Она магнетизирует меня. Она знает что-то такое, что мне пока недоступно. Мне хотелось бы поговорить с ней. Ах, если бы только она могла мне рассказать о том, куда уходит радость и как дышат камни. И почему у меня кружится голова, когда я смотрю на звезды – так, что мне приходится сразу ложиться мордой на лапы и прижиматься к земле. Что такое смерть для нее, для далекой луны? Существует ли она для нее, как для нас, глупых и голодных до мяса жизни? Милая Луна, что такое жизнь? Что такое ваша жизнь? Кто вы на самом деле? И на что похожи ваши мысли, если наши кажутся костью, веткой, пушинкой одуванчика?
– Уууважаемая лууна, – начинаю я робко, как всегда. – Вы ууудивительны.
– Ну что вы, – мне показалось, что светящиеся «веки» ее прикрылись на мгновенье, и линии, похожие на губы, шевельнулись.
– Вы так ууудалены от нас. Но я верю, что вы чууутки. Что вы мууудры.
Мягкий свет, исходивший от нее, обволок мою морду, и мне казалось, что это теплые ладони незнакомой хозяйки гладят меня по лбу. И они пахнут вербеной и лимонным мылом (откуда я знаю этот запах?).
– Вы смотрите мягко на нашу глуупую суууету. Друужба с вами… ууукрасила бы мое уууединение. Вы разрешите мне побыть с вами? Только до ууутра?
Не знаю, действительно ли она качнулась – или это головокруженье снова заставило меня лечь и обнять все, что было подо мной: проселочную дорогу и подорожник, дрок и клевер, росу и крошечных жуков, спящих за сомкнутыми лепестками, прибитую сыростью пыль и пыльцу…
И вдруг (это было наяву или в стеклянном сне) я услышала голос луны, и он был таким светящимся, прохладным и белым, таким естественным, что я даже не удивилась:
–
2. Дарт
Мы припарковались у березы, свешивающей ветви за забор. Каникулярное детство выступило из мрака – и я узнал дом, крыльцо, деревянные ступени. Мы оторвались от всех, мы прибыли в убежище. Стояла диковинная тишина. Ни собачьего лая, ни скрипа двери – и даже цикад было не слышно. Пахло сыростью, изъеденной жучками древесиной, одичалыми вишнями.
Я знал, что для нас это только передышка, временное чудо – и створки ада могут начать разворачиваться в любой момент, но сейчас они были закрыты, как ночные цветы. Это чудо было не единственным. Здесь было много необыкновенного: например, то, что я вдруг вспомнил, где я раньше видел нашего голубя, – ошибки быть не могло: это был тот самый трехпалый бедолага, который прилетал к Метафизику зимой, чтобы подкормиться (я, однажды наблюдавший это, видел вблизи его оранжевый глаз, его обтекаемое тело, его короткие перья). Странно и то, что я понял это не сразу.
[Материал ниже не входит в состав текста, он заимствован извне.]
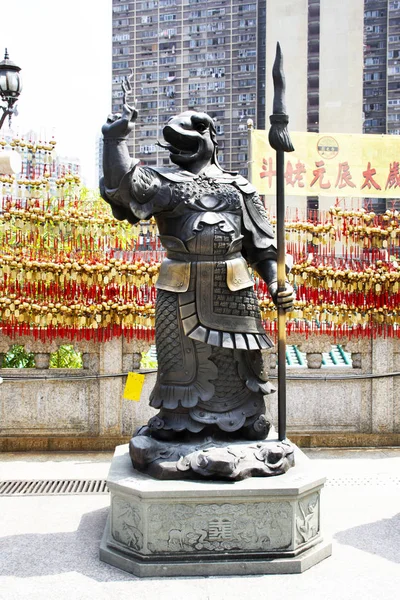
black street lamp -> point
(10, 86)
Я перестал сомневаться, только когда мы сбили замок и пробрались в дом, дрожа от сырости, и я зажег спичку пальцами, не разгибающимися после гонки. Когда установил в хозяйском подсвечнике свечу. Когда мы сняли ботинки, переобулись в две пары шаркающих доисторических тапочек; когда Инга обнаружила, что газ к плите еще подключен, и поставила кипятиться воду, задумавшуюся в ведре с бог весть каких времен. Когда мы нашли ядреную краснодарскую заварку в хлопающем всеми дверцами хозяйском буфете. Голубь сел мне на руку, склонил голову, заглянул в лицо огненной прозрачностью глаз – и я увидел: он понимает, что я его вспомнил. А я думал о том, что в школе нам врала и биология, и физика, и литература, и русский язык. Метафизику нам не преподавали.
Птицы обладают сознанием – думал я.
По крайней мере, одна из них (а если это ясно так отчетливо, что же мешает предположить его у них у всех?). Этот голубь сам нашел нас. Я не совсем понимал, как он это смог. И какие у него планы насчет нас.
– Инга, – сказал я, – это голубь Метафизика.
– Я уже об этом подумала, – ответила она тихо.
– Или знала?
– Как можно что-то знать окончательно?
– А Виктор Петрович… бывал у тебя вместе с ним?
– Конечно, нет. Он же не ручной.
– Как ты думаешь, что все это означает?
– Думаю, он понимает, что мы друзья его друга.
– Или птенцы.
– Птенцы-друзья, – она улыбнулась; мне нравилось, когда она была такой: точной, но не резкой.
– И ему теперь нужна наша помощь, так?